Unfortunately the P55 chipset itself has no PCIe gen 2.0 lanes on it and therefore doesn't have enough bandwidth to run either controller chip at full speed. Only X58 has enough lanes to run a graphics card at full speed as well as run both controllers at full speeds. This hopefully will be resolved in later revisions with a PLX PCIe controller bridge that ASUS is currently using to get around this problem.
Moving along to the rear I/O, things change a bit. You will notice that the board has the same eSATA/USB combo ports that the P55-UD6 introduced us to, coloured yellow, but there are two blue USB ports as well. These are the USB 3.0 ports controlled by the NEC controller chip. While we are on the subject of the ports, we must mention the 333 system that GIGABYTE introduced. 333 triples the power given to the USB 2.0, USB 3.0 and eSATA power ports. So rather than the max 500mA that USB 2.0 gives, GIGABYTE gives you 1500mA per USB port; more than enough to run an external 2.5" HDD on a single USB cable. USB 3.0 gets more power as does the power of eSATA; 3x as much as specified by the USB and eSATA standards. This is a huge plus.

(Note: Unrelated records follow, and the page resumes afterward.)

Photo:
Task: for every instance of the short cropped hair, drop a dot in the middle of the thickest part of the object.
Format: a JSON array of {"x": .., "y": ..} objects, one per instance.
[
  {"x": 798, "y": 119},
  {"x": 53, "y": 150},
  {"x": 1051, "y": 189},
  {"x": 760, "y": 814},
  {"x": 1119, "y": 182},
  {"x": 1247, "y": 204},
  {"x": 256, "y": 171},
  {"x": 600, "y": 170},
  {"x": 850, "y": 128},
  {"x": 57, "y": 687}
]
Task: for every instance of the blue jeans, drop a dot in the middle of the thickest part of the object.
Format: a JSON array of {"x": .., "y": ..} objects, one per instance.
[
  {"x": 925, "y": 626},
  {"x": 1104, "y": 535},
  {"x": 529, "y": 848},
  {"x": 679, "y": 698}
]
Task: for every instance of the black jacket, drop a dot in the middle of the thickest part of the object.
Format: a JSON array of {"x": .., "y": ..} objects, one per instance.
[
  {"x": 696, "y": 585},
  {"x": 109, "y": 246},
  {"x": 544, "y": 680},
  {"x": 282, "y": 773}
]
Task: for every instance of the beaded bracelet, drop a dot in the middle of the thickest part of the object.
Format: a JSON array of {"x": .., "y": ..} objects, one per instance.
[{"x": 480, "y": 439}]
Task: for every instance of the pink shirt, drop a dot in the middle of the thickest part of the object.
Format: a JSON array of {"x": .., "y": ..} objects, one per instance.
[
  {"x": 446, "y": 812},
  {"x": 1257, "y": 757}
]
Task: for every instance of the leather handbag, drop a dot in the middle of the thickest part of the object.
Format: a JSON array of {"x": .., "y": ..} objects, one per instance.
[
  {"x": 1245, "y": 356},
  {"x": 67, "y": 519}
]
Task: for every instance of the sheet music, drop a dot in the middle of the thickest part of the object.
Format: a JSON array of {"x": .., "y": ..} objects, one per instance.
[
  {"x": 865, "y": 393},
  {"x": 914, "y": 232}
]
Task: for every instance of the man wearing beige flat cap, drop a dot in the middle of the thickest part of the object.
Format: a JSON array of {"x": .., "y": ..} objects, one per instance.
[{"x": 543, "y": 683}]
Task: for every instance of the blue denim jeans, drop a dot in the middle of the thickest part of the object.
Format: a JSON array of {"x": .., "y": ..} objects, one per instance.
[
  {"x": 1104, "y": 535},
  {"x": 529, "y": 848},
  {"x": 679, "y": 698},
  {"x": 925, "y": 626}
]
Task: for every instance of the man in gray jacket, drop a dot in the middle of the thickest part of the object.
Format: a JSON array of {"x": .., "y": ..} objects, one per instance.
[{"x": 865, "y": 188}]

Lastly, the slots. The layout configuration hasn't changed from the P55-UD6; three PCIe x16 slots are included which run 16/1/4 or 8/8/4, depending on what you want. However, if you enable either or both USB and SATA-III controller chips, the middle PCIe x16 slot can't be populated as the lanes from this are routed to the controller chips. Two PCIe x1 slots and two PCI legacy slots make up the final arrangement.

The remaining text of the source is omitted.